The bill Broussard sponsored never made it out of Congress, and the dream of future airboats crashing over submerged water horses in the bayou died with it. The timing in this timeline wouldn't have worked out, anyway: LSU adopted the Tiger as their mascot in 1896, prior to the "birth of hippopotamus ranching" in the United States in 1910.

Yet imagine what could have been, dear reader, and what may be in some parallel universe:

A mascot much more in line with LSU's general modus operandi of recruiting large, fast, and unruly monsters along the defensive line, and putting the ball in hands of barreling, contact-absorbent running backs in the backfield.

LSUFightingHippo

You might even be able to keep one on campus, too. He/she would be just like Bevo, only with murder and river lice. You can even tote them around the stadium prior to kickoff for maximum intimidation, provided you have a white stretch limo with a hot tub in the back. Someone at LSU has one of these and stop lying and saying that you don't.

The fight song works just as well, or even better if you're into imagining a terrified student body held captive by the whims of a wild animal. (And we are.)

Just do as you're told

Let's fight to hold

The glory of the Hippo's Gold.

Don't let it spill,

The hippo--he'll kill!

He'll gore you

for dear old LSU.

You better not score

He sprints river floors!

Your blood sings with fright

Come on you Hippos, Fight!
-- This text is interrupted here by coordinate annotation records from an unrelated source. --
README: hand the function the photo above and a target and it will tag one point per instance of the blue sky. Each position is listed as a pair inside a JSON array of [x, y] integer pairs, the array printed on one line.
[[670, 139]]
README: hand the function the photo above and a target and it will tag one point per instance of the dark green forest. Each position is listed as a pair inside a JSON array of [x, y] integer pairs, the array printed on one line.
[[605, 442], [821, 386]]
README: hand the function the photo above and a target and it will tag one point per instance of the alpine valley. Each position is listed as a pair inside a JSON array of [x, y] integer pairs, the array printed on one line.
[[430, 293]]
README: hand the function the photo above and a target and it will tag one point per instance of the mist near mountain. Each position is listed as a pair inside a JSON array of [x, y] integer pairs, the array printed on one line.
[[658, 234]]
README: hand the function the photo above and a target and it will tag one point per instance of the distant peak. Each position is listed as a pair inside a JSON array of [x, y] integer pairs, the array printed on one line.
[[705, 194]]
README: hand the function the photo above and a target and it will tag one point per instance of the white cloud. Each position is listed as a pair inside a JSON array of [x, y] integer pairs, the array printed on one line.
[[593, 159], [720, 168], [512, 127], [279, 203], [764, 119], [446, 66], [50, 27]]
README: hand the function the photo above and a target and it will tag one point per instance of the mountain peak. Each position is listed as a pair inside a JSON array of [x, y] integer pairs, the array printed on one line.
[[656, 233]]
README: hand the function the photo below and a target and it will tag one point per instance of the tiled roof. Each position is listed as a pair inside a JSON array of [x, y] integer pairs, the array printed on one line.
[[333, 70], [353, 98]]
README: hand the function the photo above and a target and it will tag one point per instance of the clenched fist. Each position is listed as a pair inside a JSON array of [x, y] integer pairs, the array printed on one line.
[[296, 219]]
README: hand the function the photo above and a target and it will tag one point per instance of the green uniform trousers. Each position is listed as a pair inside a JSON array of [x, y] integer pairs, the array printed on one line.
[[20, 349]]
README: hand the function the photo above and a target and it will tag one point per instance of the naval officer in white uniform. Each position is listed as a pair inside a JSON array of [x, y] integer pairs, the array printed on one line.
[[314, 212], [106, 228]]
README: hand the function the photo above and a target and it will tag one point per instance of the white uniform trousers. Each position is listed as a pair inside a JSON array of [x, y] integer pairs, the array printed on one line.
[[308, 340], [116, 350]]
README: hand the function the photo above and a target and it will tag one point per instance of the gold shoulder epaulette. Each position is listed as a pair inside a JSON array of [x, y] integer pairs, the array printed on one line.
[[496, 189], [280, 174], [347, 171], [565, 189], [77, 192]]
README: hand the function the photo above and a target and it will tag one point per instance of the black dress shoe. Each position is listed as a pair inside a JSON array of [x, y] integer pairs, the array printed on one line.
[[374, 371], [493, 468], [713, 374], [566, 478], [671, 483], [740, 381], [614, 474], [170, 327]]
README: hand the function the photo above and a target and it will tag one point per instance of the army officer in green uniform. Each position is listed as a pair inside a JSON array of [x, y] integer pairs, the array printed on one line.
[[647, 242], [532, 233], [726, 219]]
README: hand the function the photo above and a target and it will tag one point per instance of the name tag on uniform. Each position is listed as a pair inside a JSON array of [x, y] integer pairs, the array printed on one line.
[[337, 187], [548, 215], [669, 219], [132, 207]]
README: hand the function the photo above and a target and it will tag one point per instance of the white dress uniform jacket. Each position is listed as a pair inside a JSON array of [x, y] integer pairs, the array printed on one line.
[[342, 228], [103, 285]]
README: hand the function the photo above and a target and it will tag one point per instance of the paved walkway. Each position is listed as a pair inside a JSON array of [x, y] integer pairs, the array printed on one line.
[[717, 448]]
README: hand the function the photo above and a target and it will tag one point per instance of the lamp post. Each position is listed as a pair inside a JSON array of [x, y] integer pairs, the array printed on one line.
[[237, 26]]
Fight! Fight!

for dear old L-S-U. [HIPPO NOISES X 3]

The Tiger Rag works just as well, if not better as long as you imagine it as a terrible advocacy jingle for hippo meat consumption.

Long ago, way down in the jungle

Someone got an inspiration for a meat,

And that jingle brought from the jungle

Makes savory steaks with a nutrition quite complete

Vitamins and protein, please!

But cook it through to stop disease!

Tho' it's just the smell of the hippo

It was cooked in a creole way,

More and more they howl for the 'Hippo'

Ev'ry where you go today

They're shoutin'

Where's that Hippo!

Fry that Hippo!

Broil that Hippo!

Where's that Hippo!

Blanch that Hippo!

Bribe that Hippo!

Hold that Hippo!

You can even scream out "Suck that hippo dick" during "Neck," LSU students. Did we mention that hippos also have armored testes, making their balls impervious to attack? Or that they ooze a protective red coating called "Blood sweat?" Did we repeat that they kill more people than tigers do every year, and in much more terrifying ways? And that they bite kayaks in half just because they can, and fight elephants in the wild?

We've kind of sold ourselves on this. It's not too late, actually. Louisiana does have a $1.6 billion budget shortfall, miles and miles of unusable swampland, and a fondness for genuinely terrible ideas from the last century, so it's not totally unrealistic to think this might get a second look. Would it be worth it, you ask? Say it with us, and let your skepticism evaporate in the light of true beauty: Les Miles, hippo whisperer. That sells it for you, right? Just nod. We see you nodding and are sending hippos to Baton Rouge right now.*

*Don't worry about customs. We got a cousin who'll fix that for us.